HDFS high availability alerts
Descriptions, potential causes and possible rememdies for alerts related to HDFS high availability.
|Alert||Alert Type||Description||Potential Causes||Possible Remedies|
|JournalNode Web UI||WEB||This host-level alert is triggered if the individual JournalNode process cannot be established to be up and listening on the network for the configured critical threshold, given in seconds.||
The JournalNode process is down or not responding.
The JournalNode is not down but is not listening to the correct network port/address.
|Check if the JournalNode process is running.|
|NameNode High Availability Health||SCRIPT||This service-level alert is triggered if either the Active NameNode or Standby NameNode are not running.||The Active, Standby or both NameNode processes are down.||
On each host running NameNode, check for any errors in the logs (/var/log/hadoop/hdfs/) and restart the NameNode host/process using Ambari Web.
On each host running NameNode, run the netstat-tuplpn command to check if the NameNode process is bound to the correct network port.

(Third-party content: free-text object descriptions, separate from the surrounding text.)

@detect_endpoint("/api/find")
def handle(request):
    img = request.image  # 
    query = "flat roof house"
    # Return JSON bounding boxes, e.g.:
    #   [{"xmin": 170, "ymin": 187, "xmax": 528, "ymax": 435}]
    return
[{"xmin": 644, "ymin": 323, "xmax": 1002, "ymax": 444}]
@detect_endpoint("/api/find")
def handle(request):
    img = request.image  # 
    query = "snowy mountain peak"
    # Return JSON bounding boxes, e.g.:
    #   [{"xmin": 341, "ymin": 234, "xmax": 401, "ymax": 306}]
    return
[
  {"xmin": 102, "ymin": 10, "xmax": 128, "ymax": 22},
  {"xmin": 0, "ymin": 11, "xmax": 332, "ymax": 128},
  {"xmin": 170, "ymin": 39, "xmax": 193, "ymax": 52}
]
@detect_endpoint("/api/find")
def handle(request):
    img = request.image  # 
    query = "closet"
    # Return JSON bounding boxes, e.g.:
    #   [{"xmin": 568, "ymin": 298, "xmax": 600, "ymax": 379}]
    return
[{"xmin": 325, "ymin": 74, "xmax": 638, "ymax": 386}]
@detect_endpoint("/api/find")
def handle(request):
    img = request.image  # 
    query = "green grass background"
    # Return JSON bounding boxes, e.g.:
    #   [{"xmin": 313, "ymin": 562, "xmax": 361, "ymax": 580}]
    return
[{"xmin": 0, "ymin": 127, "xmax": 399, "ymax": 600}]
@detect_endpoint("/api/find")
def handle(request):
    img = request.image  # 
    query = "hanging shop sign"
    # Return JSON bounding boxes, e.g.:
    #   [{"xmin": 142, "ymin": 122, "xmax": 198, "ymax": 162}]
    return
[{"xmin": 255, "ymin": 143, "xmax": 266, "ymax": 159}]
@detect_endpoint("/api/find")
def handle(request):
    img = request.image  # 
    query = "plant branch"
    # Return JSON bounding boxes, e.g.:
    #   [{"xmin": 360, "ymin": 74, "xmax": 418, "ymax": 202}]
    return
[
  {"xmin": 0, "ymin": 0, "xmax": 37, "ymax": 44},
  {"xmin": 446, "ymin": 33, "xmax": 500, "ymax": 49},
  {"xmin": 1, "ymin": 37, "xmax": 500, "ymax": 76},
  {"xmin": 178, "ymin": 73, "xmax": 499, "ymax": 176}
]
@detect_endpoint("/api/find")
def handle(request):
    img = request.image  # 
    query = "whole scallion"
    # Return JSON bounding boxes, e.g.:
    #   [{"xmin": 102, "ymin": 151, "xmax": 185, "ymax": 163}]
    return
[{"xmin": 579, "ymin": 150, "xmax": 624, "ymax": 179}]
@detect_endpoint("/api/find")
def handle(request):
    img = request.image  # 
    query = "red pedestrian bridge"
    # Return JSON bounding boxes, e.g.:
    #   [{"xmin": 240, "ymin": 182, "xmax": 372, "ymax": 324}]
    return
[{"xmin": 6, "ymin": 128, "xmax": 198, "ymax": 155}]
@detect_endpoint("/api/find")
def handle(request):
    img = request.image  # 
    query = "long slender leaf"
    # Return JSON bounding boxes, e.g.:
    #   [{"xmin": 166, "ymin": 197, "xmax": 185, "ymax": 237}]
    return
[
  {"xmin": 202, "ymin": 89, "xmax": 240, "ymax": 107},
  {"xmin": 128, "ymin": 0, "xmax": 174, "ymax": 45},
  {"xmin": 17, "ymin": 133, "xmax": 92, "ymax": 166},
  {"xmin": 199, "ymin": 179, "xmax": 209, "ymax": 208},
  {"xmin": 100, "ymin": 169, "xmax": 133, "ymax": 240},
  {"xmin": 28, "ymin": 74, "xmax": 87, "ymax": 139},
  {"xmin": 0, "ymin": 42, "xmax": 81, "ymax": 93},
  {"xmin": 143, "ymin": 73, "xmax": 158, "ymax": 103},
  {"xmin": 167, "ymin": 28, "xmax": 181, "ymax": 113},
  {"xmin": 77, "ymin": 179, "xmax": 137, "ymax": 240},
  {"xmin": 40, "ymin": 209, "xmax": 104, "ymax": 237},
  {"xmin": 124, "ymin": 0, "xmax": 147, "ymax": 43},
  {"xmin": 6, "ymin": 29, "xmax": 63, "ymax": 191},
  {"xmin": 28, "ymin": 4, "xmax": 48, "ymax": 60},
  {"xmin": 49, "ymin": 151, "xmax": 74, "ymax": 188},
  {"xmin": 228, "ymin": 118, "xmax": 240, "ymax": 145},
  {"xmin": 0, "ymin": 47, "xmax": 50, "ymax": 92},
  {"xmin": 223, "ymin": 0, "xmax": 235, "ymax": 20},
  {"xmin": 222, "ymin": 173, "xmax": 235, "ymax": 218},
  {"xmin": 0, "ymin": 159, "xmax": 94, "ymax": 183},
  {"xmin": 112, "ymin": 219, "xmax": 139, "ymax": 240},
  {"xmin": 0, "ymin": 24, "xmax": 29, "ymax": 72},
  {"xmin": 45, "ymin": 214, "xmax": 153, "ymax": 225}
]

|Percent JournalNodes Available||AGGREGATE||This service-level alert is triggered if the number of down JournalNodes in the cluster is greater than the configured critical threshold (33% warn, 50% crit ). It aggregates the results of JournalNode process checks.||
JournalNodes are down.
JournalNodes are not down but are not listening to the correct network port/address.
|Check for dead JournalNodes in Ambari Web.|
|ZooKeeper Failover Controller Process||PORT||This alert is triggered if the ZooKeeper Failover Controller process cannot be confirmed to be up and listening on the network.||The ZKFC process is down or not responding.||Check if the ZKFC process is running.|